Di riflesso, anche lei smise di guardarla, concentrandosi
sull'iscrizione dell'insegna di una locanda. Improvvisamente, capire
cosa ci fosse scritto lì sopra sembrava molto meno
impegnativo della piega che aveva preso quella conversazione.
- Perché glielo permetti? - domandò Nemeria,
raccogliendo il coraggio.
- Se non lo facessi, lui riverserebbe la sua rabbia su qualcun altro.
Non è giusto, ma è l'unico modo per tenere unita
la nostra famiglia. - esalò Altea con aria cupa.
Si massaggiò il collo e Nemeria vide le mezzelune arrossate
di un morso poco sotto l'orecchio.
- All'inizio non era così, prima era dolce, gentile,
amorevole. Si è preso cura di me quando sono giunta qui e mi
ha insegnato a sopravvivere, se non fosse per lui adesso sarei finita
in un bordello o nell'arena. Gli devo la vita, capisci? -
Nemeria non capiva e non voleva farlo, ma questo lo tenne per
sé. Non serviva, non lì, non in quel momento.
Così tacque e fece un lieve cenno del capo, sperando che il
bisogno di parlare non venisse sopraffatto dalla paura che leggeva
negli occhi dell'altra. Le posò una mano sulla spalla e
gliela strinse appena, per confortarla e farle sentire la sua presenza.

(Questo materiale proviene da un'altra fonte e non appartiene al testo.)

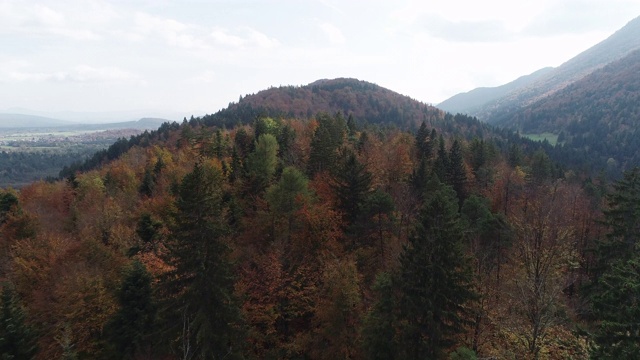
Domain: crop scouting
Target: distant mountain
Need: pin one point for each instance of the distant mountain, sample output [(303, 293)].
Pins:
[(472, 101), (20, 120), (617, 46), (599, 114), (365, 101)]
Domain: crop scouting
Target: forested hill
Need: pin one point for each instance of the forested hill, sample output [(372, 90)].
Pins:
[(599, 114), (615, 47), (363, 100)]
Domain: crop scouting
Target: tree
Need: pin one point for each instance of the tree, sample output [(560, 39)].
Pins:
[(615, 294), (17, 338), (262, 162), (129, 329), (435, 280), (200, 286), (326, 141), (379, 327), (456, 172), (352, 183)]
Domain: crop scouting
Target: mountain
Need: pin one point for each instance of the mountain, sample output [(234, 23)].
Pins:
[(362, 100), (617, 46), (598, 114), (20, 121), (473, 100)]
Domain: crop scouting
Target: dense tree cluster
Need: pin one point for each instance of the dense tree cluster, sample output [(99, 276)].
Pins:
[(318, 239)]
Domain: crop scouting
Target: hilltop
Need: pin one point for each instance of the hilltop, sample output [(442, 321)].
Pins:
[(523, 93)]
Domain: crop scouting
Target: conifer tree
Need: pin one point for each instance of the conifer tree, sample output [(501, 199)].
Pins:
[(616, 289), (456, 172), (129, 329), (200, 286), (435, 279), (17, 339), (379, 327)]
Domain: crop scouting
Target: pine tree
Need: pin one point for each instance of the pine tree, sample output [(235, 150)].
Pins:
[(200, 286), (435, 280), (17, 339), (352, 183), (615, 293), (129, 329), (456, 172), (379, 327)]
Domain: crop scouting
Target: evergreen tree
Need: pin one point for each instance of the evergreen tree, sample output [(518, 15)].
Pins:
[(441, 166), (352, 183), (326, 141), (435, 279), (615, 293), (200, 286), (129, 329), (17, 339), (262, 162), (379, 327), (456, 173)]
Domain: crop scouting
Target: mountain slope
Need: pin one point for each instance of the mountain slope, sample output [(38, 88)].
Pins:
[(363, 100), (20, 120), (615, 47), (471, 101), (599, 113)]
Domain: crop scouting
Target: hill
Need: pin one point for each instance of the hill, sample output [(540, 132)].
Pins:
[(364, 101), (21, 121), (598, 114), (472, 101), (615, 47)]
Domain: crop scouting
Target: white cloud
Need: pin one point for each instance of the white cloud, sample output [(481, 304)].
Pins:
[(80, 74), (333, 33)]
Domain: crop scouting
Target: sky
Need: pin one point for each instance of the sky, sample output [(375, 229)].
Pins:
[(193, 57)]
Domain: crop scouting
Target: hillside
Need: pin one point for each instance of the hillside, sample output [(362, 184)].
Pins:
[(301, 238), (472, 101), (599, 114), (615, 47), (365, 101), (20, 121)]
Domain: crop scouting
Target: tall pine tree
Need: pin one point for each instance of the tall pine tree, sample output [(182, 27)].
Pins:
[(201, 283), (435, 279)]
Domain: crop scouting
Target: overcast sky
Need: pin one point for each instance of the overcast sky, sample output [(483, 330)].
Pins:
[(195, 56)]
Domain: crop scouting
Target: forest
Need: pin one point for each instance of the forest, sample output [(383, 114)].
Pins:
[(320, 238)]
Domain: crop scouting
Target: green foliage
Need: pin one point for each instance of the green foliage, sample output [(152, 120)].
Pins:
[(205, 313), (17, 338), (435, 280), (352, 183), (379, 327), (616, 290), (130, 327), (326, 140), (262, 162), (463, 353)]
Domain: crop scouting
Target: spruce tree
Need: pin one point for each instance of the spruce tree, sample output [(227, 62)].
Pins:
[(17, 338), (435, 279), (379, 327), (130, 327), (200, 286), (615, 292)]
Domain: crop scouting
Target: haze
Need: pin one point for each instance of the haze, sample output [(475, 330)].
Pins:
[(177, 58)]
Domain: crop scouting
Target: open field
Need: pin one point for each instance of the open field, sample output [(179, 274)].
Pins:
[(551, 138)]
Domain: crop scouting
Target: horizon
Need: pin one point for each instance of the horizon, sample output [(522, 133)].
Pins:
[(163, 59)]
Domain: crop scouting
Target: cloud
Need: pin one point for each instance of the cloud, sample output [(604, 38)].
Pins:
[(580, 16), (80, 74), (465, 31), (248, 38), (333, 33)]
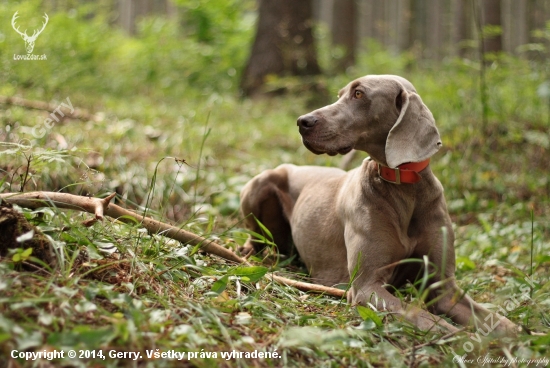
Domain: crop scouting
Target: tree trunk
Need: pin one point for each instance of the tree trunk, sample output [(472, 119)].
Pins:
[(284, 44), (344, 32), (491, 17)]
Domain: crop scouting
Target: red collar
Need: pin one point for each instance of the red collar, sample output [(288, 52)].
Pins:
[(404, 173)]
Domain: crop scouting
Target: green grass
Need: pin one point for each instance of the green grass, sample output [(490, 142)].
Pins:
[(154, 293)]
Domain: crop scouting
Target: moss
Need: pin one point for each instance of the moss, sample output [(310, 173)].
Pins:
[(12, 225)]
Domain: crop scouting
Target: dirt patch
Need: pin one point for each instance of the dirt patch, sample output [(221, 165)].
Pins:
[(12, 225)]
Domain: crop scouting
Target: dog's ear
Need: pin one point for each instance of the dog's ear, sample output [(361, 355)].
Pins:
[(413, 137)]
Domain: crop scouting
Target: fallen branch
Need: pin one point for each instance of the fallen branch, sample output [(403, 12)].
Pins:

Altea stirò le labbra in un sorriso grato e
proseguì.
- Poi ha scoperto di essere... beh, speciale e non ha più
accettato i “no” come risposta. - una lacrima le
sfuggì dall'occhio e lei si affrettò ad
asciugarla, - Capisco di aver sbagliato spesso con lui. Dovrei essergli
riconoscente per quello che ha fatto per me e invece continuo a farlo
arrabbiare. Non mi sorprendo che perda così facilmente la
pazienza, come è successo ieri sera. Me lo sono meritato,
sono stata... insolente. -
- Cosa è successo ieri notte? -
Altea si perse a guardare nel vuoto, lo sguardo fisso davanti a
sé, gli occhi lucidi e le lacrime cristallizzate in un velo
umido su di essi.
- Altea? -
La ragazza fece un passo indietro e si passò una mano sul
viso, scuotendo la testa. Nemeria la sorresse e si fermò,
attendendo che riprendesse a respirare normalmente. La avvolse in un
timido abbraccio, che a malapena riusciva a placare il tremore che si
era impadronito del suo corpo. In quella situazione, rannicchiate
contro il muro di un palazzo, nell'indifferenza più totale
della gente che le guardava senza vederle, Nemeria non poté
fare altro che aspettare, con il viso di Altea sepolto tra i capelli e
la consapevolezza istintiva che non poteva fare niente per aiutarla.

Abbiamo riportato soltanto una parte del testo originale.